Ford Stock Up 757% Since the 2008-2009 Crash
The stock market has made a immense comeback from the market lows set during the Great Recession and Financial Crisis — on March 9, 2009 the S&P 500 index traded at 676.53 and has now climbed 660.85 points to close at 1337.38 on April 21, 2011 — over a 97% gain from the bottom but many investors missed out on much of the two-year bull market run that some experts say will continue into next year.

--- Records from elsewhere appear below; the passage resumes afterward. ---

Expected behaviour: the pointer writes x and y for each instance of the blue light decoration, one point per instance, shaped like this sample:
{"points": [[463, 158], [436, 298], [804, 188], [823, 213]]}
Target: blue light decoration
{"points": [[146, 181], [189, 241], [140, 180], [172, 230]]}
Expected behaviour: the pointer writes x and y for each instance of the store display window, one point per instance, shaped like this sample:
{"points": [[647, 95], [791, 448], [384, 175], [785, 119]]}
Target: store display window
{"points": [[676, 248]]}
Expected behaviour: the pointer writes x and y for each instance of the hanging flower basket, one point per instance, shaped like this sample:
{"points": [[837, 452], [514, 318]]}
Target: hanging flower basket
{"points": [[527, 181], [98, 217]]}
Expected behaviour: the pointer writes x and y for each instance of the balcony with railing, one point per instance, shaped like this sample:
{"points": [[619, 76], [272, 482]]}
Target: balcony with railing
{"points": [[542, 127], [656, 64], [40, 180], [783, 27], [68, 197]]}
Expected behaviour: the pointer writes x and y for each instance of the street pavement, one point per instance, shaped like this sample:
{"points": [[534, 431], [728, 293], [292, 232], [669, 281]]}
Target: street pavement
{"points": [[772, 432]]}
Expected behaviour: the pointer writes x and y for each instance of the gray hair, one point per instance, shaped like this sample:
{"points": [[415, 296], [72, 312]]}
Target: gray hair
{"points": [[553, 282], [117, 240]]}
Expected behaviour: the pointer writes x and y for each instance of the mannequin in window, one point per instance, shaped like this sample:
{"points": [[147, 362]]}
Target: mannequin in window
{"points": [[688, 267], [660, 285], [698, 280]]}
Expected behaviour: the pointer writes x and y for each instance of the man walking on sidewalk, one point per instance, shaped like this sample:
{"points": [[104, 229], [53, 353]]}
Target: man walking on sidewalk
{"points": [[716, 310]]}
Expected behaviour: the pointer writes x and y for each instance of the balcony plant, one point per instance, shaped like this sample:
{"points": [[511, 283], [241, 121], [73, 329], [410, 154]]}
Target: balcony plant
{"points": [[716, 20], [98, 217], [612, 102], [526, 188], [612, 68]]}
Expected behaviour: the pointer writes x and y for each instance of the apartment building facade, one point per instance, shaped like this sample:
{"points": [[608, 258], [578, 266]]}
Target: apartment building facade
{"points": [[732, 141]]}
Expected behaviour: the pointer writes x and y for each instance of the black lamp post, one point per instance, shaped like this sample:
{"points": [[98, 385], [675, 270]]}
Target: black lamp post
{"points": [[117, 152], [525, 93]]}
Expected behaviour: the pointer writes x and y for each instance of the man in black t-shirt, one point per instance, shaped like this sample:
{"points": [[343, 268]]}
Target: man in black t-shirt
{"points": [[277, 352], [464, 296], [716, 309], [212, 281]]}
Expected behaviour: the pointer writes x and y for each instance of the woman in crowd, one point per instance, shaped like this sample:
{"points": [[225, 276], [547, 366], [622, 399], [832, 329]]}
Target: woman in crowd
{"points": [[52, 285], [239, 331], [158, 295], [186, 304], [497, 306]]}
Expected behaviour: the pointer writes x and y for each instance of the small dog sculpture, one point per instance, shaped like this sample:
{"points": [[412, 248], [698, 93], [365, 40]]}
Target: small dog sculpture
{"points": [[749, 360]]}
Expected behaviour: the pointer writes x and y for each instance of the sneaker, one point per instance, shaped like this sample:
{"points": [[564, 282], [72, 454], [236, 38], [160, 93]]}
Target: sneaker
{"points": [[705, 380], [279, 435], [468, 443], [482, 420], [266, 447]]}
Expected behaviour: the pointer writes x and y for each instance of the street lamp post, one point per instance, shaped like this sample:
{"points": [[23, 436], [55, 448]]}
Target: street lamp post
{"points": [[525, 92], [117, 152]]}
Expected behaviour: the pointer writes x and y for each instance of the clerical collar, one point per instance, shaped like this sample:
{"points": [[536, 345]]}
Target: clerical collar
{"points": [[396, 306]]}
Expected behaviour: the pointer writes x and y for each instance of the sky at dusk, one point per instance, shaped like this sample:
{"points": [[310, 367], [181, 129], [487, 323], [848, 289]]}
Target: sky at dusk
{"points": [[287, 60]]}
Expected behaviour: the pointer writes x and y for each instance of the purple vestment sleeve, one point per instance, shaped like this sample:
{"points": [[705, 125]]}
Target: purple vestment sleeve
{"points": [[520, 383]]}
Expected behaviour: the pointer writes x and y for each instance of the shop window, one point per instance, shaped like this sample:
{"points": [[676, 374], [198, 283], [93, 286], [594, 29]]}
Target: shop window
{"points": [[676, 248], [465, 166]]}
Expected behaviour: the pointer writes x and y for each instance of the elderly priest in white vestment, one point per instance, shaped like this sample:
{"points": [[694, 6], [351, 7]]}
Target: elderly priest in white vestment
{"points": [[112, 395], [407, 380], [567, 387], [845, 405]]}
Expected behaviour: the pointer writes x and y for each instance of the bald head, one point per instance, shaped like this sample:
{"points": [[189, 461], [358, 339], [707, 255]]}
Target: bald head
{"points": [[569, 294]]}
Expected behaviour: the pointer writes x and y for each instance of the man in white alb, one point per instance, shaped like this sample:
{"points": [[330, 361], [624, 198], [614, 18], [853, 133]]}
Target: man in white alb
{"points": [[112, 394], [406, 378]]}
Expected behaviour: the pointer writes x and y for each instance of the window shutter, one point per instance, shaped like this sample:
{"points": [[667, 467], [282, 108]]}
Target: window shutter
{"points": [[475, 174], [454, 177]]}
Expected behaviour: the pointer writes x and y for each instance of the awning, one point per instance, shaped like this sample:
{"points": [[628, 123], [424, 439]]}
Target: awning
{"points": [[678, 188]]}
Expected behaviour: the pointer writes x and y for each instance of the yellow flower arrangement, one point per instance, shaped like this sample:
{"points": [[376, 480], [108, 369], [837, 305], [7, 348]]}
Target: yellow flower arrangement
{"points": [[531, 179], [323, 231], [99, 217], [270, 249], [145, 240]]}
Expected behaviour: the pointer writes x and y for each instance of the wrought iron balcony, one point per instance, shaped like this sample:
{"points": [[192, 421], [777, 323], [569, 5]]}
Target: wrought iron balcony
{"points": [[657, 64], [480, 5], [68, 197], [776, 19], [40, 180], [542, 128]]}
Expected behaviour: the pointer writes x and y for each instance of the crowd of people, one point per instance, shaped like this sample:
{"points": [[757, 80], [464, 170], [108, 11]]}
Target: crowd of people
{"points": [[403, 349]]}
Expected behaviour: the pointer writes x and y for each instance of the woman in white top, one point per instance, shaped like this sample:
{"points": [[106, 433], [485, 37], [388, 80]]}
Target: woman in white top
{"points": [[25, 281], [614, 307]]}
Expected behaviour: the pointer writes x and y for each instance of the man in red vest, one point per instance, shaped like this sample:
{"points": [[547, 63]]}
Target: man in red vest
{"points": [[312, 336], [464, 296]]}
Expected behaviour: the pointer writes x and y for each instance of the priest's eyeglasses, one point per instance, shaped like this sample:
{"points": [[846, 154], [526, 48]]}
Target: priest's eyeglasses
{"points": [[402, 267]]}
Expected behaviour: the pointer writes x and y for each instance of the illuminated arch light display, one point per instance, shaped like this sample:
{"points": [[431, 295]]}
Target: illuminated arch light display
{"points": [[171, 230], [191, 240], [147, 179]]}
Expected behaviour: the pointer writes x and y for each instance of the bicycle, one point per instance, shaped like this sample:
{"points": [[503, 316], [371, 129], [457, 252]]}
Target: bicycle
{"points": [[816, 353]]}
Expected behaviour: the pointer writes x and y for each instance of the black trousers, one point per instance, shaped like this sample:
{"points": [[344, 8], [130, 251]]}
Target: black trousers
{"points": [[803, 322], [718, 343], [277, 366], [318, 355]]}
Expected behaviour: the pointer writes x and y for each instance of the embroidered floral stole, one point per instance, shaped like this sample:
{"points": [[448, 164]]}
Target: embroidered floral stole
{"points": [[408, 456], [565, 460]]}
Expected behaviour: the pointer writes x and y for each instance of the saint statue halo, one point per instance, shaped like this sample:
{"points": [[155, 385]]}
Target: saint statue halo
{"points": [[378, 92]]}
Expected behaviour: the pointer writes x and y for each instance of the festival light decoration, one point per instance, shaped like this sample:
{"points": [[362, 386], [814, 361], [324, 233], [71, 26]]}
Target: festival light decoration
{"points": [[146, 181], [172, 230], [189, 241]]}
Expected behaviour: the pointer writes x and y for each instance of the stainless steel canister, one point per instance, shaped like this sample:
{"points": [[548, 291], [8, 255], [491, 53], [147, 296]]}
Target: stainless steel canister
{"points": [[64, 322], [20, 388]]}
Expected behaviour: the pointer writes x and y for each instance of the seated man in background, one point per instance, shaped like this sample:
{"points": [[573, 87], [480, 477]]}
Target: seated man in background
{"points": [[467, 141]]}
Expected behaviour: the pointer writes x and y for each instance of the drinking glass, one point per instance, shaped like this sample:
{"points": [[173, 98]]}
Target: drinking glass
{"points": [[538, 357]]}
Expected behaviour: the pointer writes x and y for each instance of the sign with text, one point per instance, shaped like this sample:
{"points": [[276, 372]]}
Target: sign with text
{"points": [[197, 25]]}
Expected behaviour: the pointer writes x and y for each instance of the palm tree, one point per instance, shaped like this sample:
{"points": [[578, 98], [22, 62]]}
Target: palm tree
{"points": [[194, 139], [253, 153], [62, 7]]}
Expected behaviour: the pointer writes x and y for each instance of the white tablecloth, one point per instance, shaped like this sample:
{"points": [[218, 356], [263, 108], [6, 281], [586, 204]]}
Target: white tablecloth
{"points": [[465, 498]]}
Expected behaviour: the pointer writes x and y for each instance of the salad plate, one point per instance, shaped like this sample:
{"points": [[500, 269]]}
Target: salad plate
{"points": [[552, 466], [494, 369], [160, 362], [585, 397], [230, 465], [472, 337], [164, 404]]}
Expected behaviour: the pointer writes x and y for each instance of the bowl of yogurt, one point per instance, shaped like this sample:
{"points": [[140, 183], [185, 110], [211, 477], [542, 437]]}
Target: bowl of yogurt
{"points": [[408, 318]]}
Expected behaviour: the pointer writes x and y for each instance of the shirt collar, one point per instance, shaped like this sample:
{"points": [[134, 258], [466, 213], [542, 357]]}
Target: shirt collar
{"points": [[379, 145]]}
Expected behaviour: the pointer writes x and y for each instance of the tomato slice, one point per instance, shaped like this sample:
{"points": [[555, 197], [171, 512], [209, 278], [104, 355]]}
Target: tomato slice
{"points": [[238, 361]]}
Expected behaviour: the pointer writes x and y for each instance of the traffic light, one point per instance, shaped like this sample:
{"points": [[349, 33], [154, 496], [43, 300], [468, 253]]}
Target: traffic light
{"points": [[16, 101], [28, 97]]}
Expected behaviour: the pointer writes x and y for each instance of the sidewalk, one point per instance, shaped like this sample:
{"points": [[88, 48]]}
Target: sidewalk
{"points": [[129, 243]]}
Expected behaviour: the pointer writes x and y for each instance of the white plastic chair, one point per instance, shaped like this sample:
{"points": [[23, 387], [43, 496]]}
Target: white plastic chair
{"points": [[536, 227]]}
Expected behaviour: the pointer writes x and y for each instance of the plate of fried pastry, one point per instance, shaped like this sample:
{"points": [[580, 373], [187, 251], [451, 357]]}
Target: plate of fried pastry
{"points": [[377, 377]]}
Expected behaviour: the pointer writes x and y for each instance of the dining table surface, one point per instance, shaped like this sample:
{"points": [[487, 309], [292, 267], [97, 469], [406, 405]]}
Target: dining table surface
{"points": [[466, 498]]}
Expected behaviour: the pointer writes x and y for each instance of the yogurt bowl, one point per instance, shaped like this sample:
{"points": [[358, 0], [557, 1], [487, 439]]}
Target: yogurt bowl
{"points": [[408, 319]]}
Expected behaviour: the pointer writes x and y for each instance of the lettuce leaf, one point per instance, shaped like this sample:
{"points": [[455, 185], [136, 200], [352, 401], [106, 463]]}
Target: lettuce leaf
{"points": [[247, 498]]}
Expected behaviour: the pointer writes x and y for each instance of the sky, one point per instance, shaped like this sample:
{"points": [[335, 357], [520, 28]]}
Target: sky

Investors are wondering how much upside can possibly be left in stocks that have rallied substantially higher for two years in a row and deciding which stocks will continue rallying will depend on which companies have emerged from the recession, positioned to capitalize on major “Consumer Trends” and increasing market demand for specific products and services.
With stocks such as “Ford” having staged a comeback over the last two years amid unstable economic conditions should be able to pick up even more momentum when the economy generates higher levels of growth. The truth is, there could be considerable upside left in Ford shares — even though it has increased over 8x in value during the last two years.
Ford Motor Co. (NYSE: F) – 757%
Ford stock price has jumped from $1.74 on March 9, 2009 to $14.91 at the end of the first quarter this year (March 31, 2011). The automaker continues to benefit from smart management and a strong product line that has definitely connected with the general public. Ford has stepped up its production of hybrid cars, and the Ford Fusion hybrid placed third in hybrid sales in February and its Escape hybrid placed seventh. With gas prices spiking, Ford’s hybrid sales should continue to increase, keeping its growth prospects for the next 12 months strong.